ペットとして最低限の奉仕をすべく、ゆるく開けられた襟元に飛び乗ると、すかさず長い腕が僕を包み込んでくる。
「…はぁ、俺ってそんなに頼りなく見えるかねぇ」
小ぶりな僕の体を抱きしめ、ため息混じりに呟くご主人様。
…こういう愚痴をもらす時は9割がた色恋関連だ。
「…なぁ、吉川さんてさ、彼氏いんのかな」
「…」
たかが飼い犬のチワワに、お隣さんの事情など知るよしもないでしょうが。
「…なーんて、わかるわけないよなぁ」
「…クゥ」
「おい今ため息ついたろ」
まあ、ひとつだけ知ってるとすれば
マンションや公園で顔を合わせるときの吉川さんからは、男の匂いがしたことがないということかな。

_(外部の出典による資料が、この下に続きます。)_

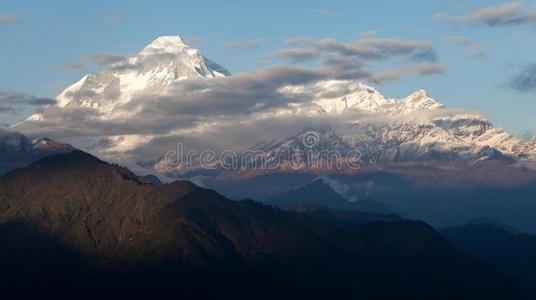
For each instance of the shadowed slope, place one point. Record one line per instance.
(124, 236)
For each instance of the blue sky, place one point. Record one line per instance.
(38, 37)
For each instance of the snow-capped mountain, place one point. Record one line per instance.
(382, 129)
(17, 150)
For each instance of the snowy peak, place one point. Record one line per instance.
(165, 44)
(420, 100)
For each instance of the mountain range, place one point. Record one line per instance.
(17, 150)
(383, 130)
(72, 225)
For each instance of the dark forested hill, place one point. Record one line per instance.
(74, 226)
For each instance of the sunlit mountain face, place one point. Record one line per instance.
(313, 160)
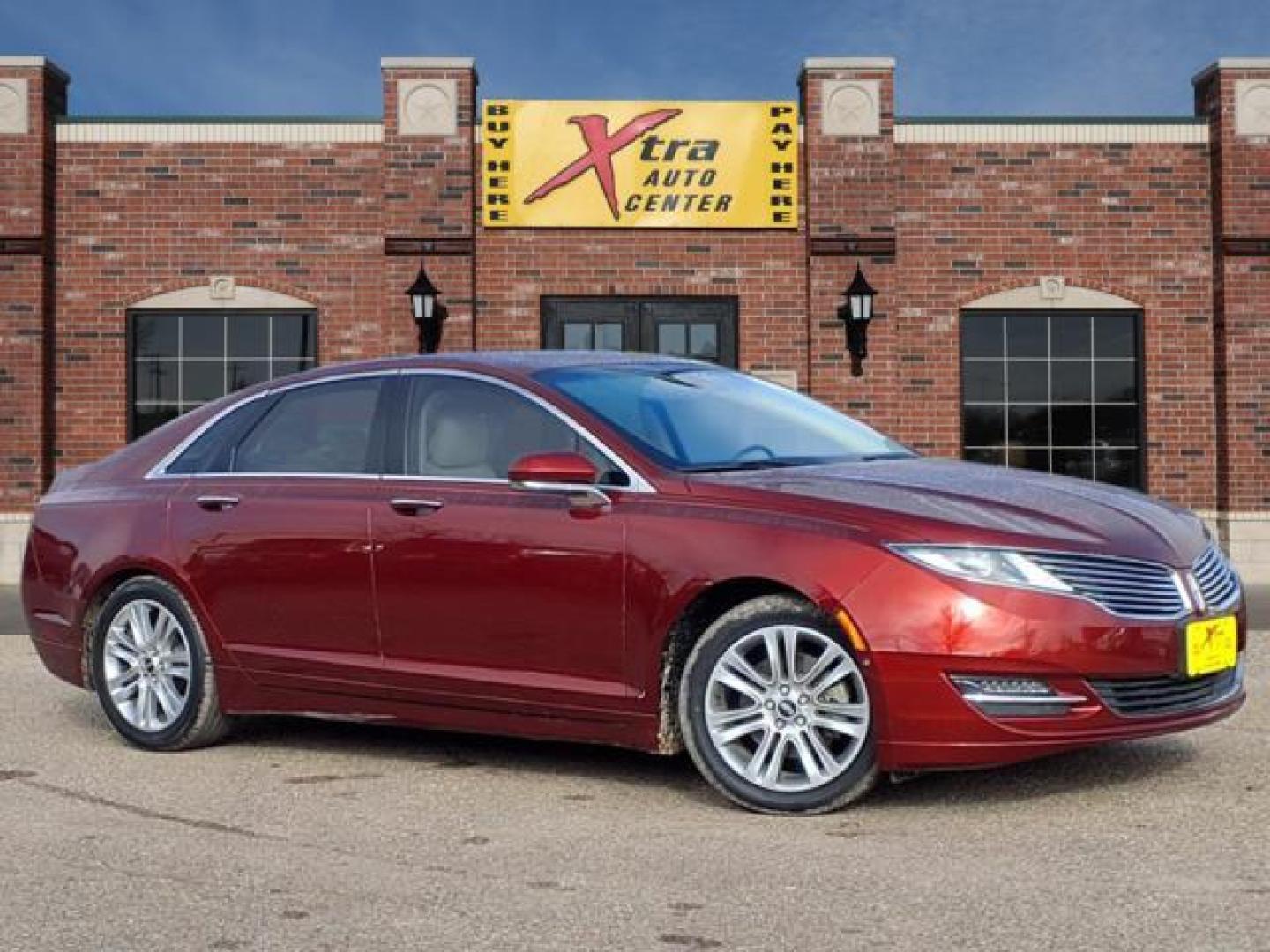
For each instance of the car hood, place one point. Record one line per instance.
(943, 498)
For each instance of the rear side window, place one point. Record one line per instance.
(325, 428)
(211, 450)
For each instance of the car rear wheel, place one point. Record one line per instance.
(152, 669)
(775, 710)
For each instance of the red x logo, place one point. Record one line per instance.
(601, 149)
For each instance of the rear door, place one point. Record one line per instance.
(279, 545)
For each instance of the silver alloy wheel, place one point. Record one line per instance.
(146, 664)
(788, 709)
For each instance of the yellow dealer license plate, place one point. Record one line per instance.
(1212, 645)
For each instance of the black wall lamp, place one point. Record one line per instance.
(856, 314)
(430, 314)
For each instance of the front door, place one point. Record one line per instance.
(703, 328)
(487, 591)
(279, 548)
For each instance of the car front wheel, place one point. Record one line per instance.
(776, 712)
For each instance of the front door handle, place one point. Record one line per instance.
(415, 507)
(217, 502)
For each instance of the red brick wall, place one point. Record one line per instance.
(1131, 219)
(969, 219)
(26, 222)
(1241, 185)
(765, 271)
(938, 227)
(141, 219)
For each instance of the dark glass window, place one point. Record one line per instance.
(184, 360)
(464, 429)
(1054, 391)
(701, 328)
(324, 428)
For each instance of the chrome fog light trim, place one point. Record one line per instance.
(1001, 695)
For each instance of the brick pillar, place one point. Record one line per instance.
(32, 94)
(850, 187)
(430, 192)
(1235, 95)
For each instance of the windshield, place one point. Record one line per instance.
(698, 419)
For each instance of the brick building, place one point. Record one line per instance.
(1086, 296)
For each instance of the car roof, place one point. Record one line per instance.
(525, 362)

「…あんだけ可愛いかったらいてもおかしくないよなぁ」
とはいえ僕は犬だし、そのことをご主人様に伝える術はない。
なによりそういうことはご主人様から直接聞くべきだ。
「…はぁ〜〜〜、お前と吉川さんが入れ替わったらなぁ」
やめろ、彼女に見立てて僕にスリスリするな。
こっちだって一応メスが恋愛対象のオスだし、なにより吉川さんがこの光景を見たらドン引きだぞ。
「…今日の髪型も可愛かったなぁ……」
ああ、これは相当拗らせてるな。
気が多いご主人様がここまで1人の女性に拗らせてるところは見たことがなかったけど、犬の僕から見ても魅力的な女性なのは確かだし、一目見た瞬間から優しい心の持ち主だとわかるくらい、仕草や表情に暖かみのある人だった。
こういう、人間に対する動物の勘は大体あたるんだ。
「…明日、それとなく聞いてみるか」
「ワン」
それがいいと思うよ、ご主人様。
同意の意味をこめてひと声返すと、じっと僕を見据えていた大きな瞳は、軽いため息とともに安堵の色に染まった。
「…さ、犬には遅いし早く寝な」
「ワン」
そう言ってさっさと僕を膝から下ろし、リビングの明かりを落として腰を上げる。
まったく、そっちから起こしておいたくせに、切り替えの早いご主人さまだ。
「おやすみぃ」
まあ、そういうマイペースなところもご主人さまらしいところなんだけど。
明日は吉川さんにじゃれつくふりをして、2人が接近する機会を作ってやるか。
窓枠に浮かぶ丸い月を眺めながらそんなことを考えているうちに、いつのまにか眠りについていた夜のことだった。